The Geforce GTS 450 is NVIDIA's new mainstream GPU with DirectX 11 and PhysX support, with a GPU clock of 783Mhz its performance was quite underwhelming at launch. Today however we take a closer look at a factory overclocked unit from Asus, equipped with custom heatpipe cooler and a healthy 142Mhz GPU overclocked, that's supposed to be a bit faster than the stock model, enough to make the GTS 450 a video card to consider? Let us find out.

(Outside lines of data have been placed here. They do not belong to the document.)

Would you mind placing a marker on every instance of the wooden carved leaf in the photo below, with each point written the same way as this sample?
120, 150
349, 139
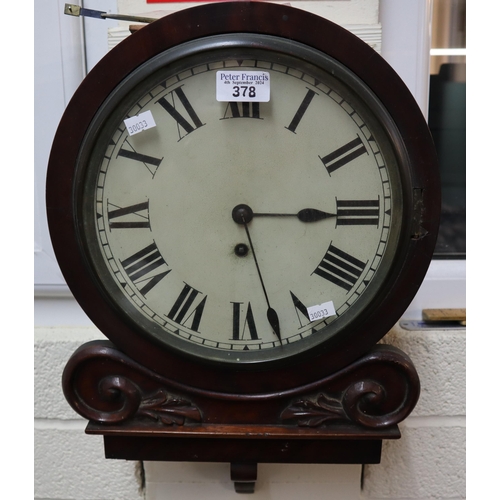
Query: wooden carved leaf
313, 413
168, 411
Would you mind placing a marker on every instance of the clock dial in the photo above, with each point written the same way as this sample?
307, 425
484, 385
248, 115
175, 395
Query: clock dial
218, 228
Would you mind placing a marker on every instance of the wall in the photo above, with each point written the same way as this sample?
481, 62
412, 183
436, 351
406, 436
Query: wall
427, 462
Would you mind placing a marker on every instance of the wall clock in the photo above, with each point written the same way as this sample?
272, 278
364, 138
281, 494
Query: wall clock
244, 199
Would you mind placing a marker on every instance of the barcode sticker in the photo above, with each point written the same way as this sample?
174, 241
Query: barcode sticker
139, 123
321, 311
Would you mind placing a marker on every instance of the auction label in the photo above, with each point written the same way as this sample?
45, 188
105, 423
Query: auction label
139, 123
321, 311
243, 86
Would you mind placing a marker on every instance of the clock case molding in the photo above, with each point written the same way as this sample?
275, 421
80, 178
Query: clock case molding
150, 404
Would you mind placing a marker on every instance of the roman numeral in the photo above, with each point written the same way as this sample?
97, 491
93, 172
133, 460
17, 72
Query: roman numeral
344, 155
242, 110
182, 308
177, 96
340, 268
300, 308
150, 162
358, 212
238, 331
302, 109
142, 268
139, 216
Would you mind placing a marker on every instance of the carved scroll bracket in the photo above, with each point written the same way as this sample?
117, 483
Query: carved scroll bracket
102, 385
377, 391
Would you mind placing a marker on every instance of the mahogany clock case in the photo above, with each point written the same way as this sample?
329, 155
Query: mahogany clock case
418, 171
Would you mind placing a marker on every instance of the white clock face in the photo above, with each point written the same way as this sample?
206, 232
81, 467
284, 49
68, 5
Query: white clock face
196, 226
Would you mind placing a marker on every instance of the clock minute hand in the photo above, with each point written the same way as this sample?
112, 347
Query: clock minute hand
305, 215
243, 214
272, 315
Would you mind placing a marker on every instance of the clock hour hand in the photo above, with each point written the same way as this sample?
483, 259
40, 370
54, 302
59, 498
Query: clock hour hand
242, 214
304, 215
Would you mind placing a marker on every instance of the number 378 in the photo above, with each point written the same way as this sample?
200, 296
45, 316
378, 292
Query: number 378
243, 91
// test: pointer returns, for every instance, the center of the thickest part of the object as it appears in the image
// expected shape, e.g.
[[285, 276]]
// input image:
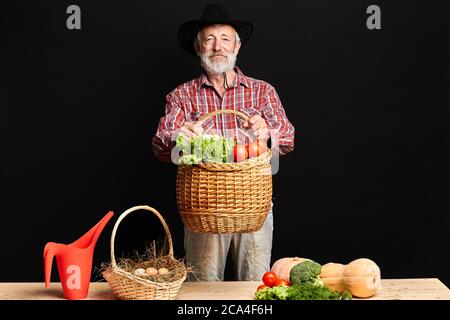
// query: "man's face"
[[218, 48]]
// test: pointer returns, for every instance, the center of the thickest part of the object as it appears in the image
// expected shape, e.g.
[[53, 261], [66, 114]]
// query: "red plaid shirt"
[[193, 99]]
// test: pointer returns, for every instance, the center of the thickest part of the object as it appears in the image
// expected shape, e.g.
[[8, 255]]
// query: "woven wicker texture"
[[225, 197], [127, 286]]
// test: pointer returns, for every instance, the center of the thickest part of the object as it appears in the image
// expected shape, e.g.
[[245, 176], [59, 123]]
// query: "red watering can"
[[74, 261]]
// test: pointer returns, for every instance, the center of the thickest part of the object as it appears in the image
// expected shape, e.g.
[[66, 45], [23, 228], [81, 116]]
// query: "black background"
[[369, 173]]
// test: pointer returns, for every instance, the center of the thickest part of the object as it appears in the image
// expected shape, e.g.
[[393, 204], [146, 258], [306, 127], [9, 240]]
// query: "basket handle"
[[213, 113], [123, 215]]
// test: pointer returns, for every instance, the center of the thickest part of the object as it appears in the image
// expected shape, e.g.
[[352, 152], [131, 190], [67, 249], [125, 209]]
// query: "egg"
[[151, 271], [162, 271], [139, 272]]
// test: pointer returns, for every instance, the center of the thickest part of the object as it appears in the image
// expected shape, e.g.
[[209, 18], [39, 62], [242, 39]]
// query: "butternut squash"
[[361, 276], [282, 267]]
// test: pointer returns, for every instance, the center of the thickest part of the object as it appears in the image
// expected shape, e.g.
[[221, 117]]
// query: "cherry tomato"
[[263, 286], [269, 278], [240, 153], [281, 282], [253, 150]]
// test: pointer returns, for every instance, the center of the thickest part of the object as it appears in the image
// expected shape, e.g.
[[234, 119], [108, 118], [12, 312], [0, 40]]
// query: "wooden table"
[[392, 289]]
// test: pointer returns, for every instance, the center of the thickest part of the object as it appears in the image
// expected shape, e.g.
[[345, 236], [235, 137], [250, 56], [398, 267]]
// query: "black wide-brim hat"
[[213, 14]]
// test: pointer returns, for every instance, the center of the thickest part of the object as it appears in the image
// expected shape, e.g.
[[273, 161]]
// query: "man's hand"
[[257, 127], [189, 129]]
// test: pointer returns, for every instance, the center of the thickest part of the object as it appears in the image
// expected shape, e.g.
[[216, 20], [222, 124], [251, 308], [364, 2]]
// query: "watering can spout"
[[89, 239], [74, 261]]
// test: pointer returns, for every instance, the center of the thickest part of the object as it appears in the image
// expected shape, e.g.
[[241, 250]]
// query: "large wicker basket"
[[225, 197], [127, 286]]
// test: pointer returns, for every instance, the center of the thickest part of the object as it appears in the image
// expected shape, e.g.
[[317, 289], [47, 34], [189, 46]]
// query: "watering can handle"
[[123, 215], [50, 250]]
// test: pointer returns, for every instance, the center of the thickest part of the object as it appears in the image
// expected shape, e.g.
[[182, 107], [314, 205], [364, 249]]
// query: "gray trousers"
[[207, 253]]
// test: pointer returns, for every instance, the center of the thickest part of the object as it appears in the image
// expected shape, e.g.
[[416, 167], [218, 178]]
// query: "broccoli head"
[[306, 272]]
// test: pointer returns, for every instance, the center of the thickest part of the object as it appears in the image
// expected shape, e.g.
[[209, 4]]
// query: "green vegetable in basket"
[[205, 148]]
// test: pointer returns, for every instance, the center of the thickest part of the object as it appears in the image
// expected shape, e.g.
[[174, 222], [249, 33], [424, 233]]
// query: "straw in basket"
[[225, 197], [125, 285]]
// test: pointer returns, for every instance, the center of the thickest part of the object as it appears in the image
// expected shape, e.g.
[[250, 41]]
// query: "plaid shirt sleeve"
[[277, 122], [172, 120]]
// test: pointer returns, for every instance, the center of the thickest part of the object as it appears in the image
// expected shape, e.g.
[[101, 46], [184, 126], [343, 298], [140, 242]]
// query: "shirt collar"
[[240, 79]]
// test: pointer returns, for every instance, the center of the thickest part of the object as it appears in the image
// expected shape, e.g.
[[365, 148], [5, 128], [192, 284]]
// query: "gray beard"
[[215, 68]]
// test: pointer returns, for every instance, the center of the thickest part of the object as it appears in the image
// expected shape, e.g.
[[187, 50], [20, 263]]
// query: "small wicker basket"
[[127, 286], [225, 197]]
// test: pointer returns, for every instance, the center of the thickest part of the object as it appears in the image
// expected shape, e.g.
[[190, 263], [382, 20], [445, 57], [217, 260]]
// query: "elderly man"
[[216, 39]]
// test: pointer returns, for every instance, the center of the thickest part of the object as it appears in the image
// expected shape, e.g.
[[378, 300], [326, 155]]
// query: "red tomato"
[[263, 286], [240, 153], [281, 282], [270, 278], [253, 150]]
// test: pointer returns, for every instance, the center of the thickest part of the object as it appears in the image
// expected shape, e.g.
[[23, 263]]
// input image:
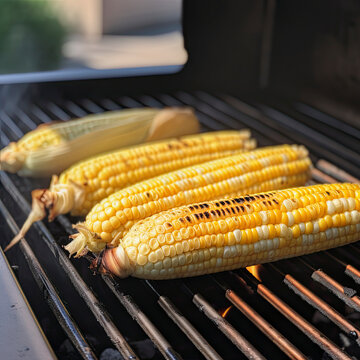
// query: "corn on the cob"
[[260, 170], [83, 185], [52, 148], [237, 232]]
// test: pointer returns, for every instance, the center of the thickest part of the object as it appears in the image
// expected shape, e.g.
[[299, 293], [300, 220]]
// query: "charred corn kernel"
[[83, 185], [239, 247], [186, 186]]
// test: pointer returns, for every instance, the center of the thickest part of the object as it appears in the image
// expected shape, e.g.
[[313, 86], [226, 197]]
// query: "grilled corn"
[[264, 169], [82, 186], [237, 232], [52, 148]]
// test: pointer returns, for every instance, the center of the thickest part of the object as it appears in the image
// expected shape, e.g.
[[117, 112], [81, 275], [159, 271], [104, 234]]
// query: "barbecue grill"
[[301, 308]]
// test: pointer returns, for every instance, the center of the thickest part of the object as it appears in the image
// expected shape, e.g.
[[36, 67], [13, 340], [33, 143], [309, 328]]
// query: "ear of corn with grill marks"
[[237, 232], [83, 185], [53, 147], [259, 170]]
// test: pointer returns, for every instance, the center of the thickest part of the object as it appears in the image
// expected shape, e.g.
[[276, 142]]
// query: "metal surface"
[[178, 319], [20, 334]]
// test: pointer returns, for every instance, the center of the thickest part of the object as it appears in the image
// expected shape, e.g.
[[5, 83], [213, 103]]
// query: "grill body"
[[253, 64]]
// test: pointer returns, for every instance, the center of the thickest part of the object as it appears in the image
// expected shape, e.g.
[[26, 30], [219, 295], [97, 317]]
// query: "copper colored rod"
[[323, 307], [321, 177], [349, 269], [345, 294], [228, 330], [303, 325], [284, 344], [195, 337], [334, 171], [353, 272]]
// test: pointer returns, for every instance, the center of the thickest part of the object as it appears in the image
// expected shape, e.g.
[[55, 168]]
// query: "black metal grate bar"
[[179, 319], [215, 113], [60, 311], [92, 302], [131, 307]]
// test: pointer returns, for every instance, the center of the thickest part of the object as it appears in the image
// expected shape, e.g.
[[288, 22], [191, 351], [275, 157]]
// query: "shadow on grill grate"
[[301, 308]]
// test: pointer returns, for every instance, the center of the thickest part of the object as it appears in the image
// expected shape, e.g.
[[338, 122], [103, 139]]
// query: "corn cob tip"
[[37, 213], [84, 241], [12, 158], [114, 261], [58, 199]]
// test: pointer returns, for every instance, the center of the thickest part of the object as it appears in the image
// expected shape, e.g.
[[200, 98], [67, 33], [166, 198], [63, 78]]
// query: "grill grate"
[[316, 311]]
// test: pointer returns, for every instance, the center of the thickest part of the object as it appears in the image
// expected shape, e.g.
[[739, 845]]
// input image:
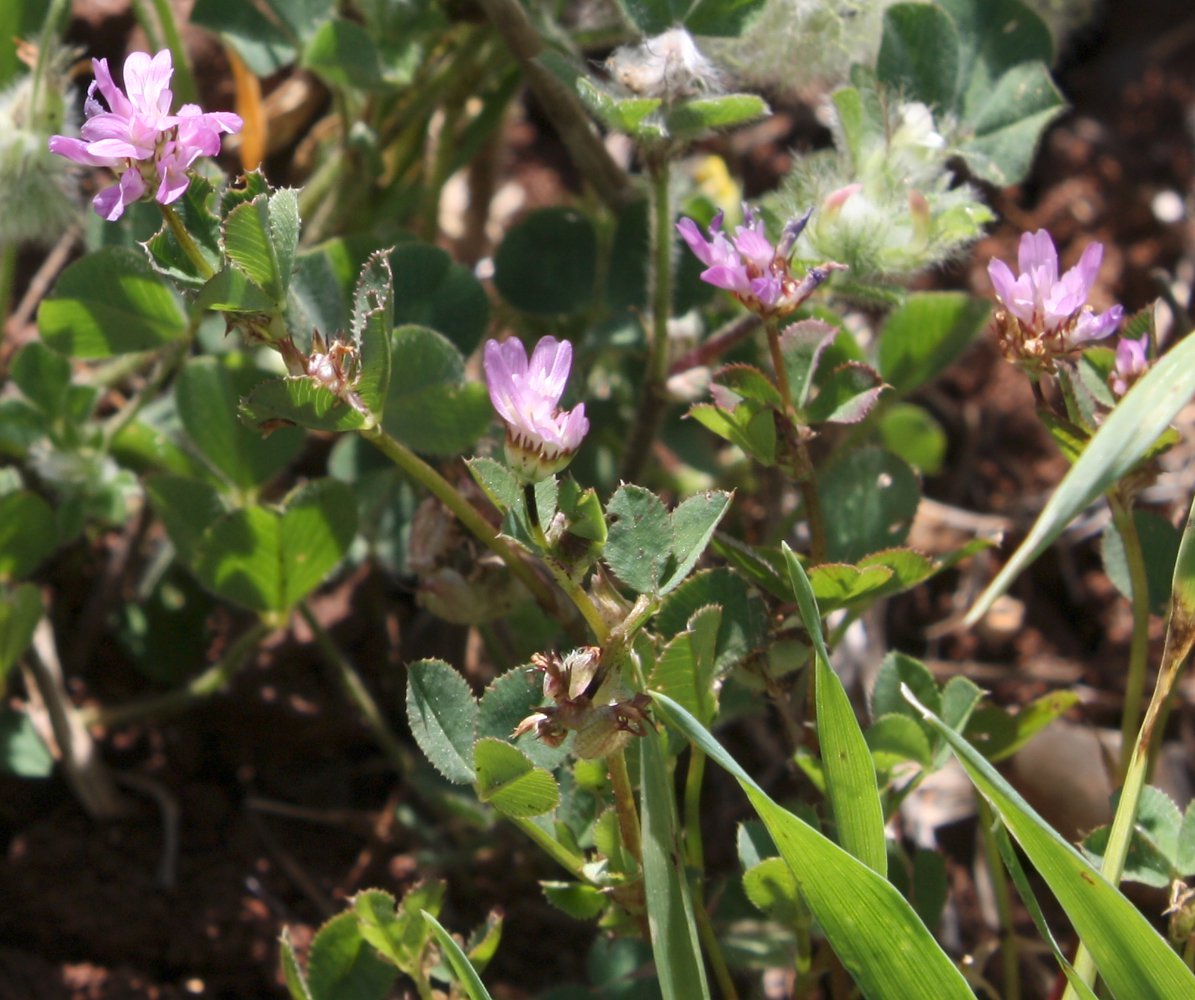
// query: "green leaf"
[[894, 740], [43, 378], [669, 905], [269, 558], [1153, 850], [343, 54], [28, 533], [926, 335], [298, 400], [880, 939], [22, 750], [911, 433], [919, 54], [697, 116], [506, 703], [433, 290], [261, 238], [547, 263], [850, 771], [264, 47], [641, 539], [196, 212], [110, 301], [510, 783], [772, 888], [743, 627], [998, 734], [187, 508], [693, 522], [993, 37], [577, 900], [1006, 128], [430, 408], [685, 669], [749, 425], [208, 392], [460, 964], [1132, 957], [20, 609], [342, 965], [869, 500], [1159, 546], [442, 713], [1128, 433], [295, 980]]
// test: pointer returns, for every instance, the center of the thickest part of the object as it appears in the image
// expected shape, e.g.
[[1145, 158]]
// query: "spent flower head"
[[755, 271], [1043, 314], [541, 437], [134, 134]]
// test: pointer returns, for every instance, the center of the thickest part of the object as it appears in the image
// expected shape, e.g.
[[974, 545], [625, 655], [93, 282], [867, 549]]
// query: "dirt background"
[[283, 808]]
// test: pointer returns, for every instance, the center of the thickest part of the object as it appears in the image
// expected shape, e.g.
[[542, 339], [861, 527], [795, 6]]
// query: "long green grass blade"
[[1128, 433], [460, 964], [674, 939], [874, 931], [850, 767], [1132, 957]]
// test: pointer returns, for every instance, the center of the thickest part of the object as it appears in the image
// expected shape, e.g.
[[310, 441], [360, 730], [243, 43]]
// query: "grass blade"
[[1132, 957], [850, 767], [874, 931], [460, 964], [674, 939], [1128, 433]]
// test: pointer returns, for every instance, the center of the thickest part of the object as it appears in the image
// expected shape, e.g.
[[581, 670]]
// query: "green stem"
[[798, 454], [553, 848], [1139, 648], [7, 278], [694, 859], [184, 240], [1011, 959], [651, 393], [355, 687], [624, 804], [197, 689], [1180, 639], [46, 51], [567, 583], [469, 515], [561, 104]]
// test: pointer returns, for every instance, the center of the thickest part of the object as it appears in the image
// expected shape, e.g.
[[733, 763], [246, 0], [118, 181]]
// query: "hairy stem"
[[1139, 590], [197, 689], [651, 392], [624, 804], [1009, 954], [184, 240], [567, 583], [469, 515]]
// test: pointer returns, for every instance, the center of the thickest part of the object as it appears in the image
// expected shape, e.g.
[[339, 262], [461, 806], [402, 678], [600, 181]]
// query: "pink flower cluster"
[[1043, 314], [540, 436], [138, 139], [748, 265]]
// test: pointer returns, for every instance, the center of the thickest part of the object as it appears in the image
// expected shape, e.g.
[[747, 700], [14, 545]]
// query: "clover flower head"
[[748, 265], [541, 439], [1132, 362], [134, 134], [1042, 314]]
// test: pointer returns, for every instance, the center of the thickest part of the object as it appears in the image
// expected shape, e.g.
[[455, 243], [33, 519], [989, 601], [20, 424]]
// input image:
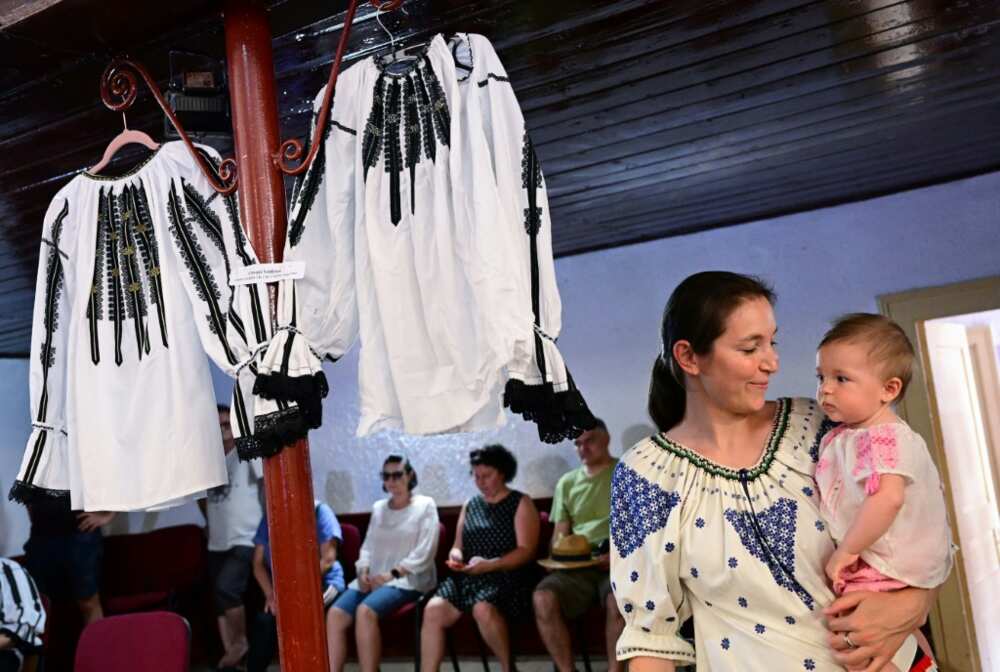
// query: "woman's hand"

Right from the get go you know what you're dealing with, Asus puts in very big font that this card is factory overclocked to 925Mhz, and I love the fact that they put the generic Geforce GTS 450 core clock beneath it, how many people who buy their hardware from a store shelve know these defaults by heart?
GPU Codename |
GF106 |
Manufacturing Process |
40nm |
Transistors |
1170 Million |
Die Size |
238 mm² |
Interface |
PCIe 2.0 x16 |
Memory |
1024Mb GDDR5 |
SM Count |
4 |
GPU Clock |
925Mhz |
Memory Clock |
1000Mhz |
Shader Clock |
1850Mhz |
So how does it compare to its precedessors? If we look at the Geforce 300 lineup we see that's a completely different beast, so another level down to Geforce GTS 250, which in turn is nothing a rebadge Geforce 9800 GTX+, and that one is a die-shrunk and overclocked Geforce 8800 GTX, which was released back in November 2006, so almost 4 years later we have a new technology and the opportunity to find out how a €120 midrange entry level model stacks up to these previous high-end models.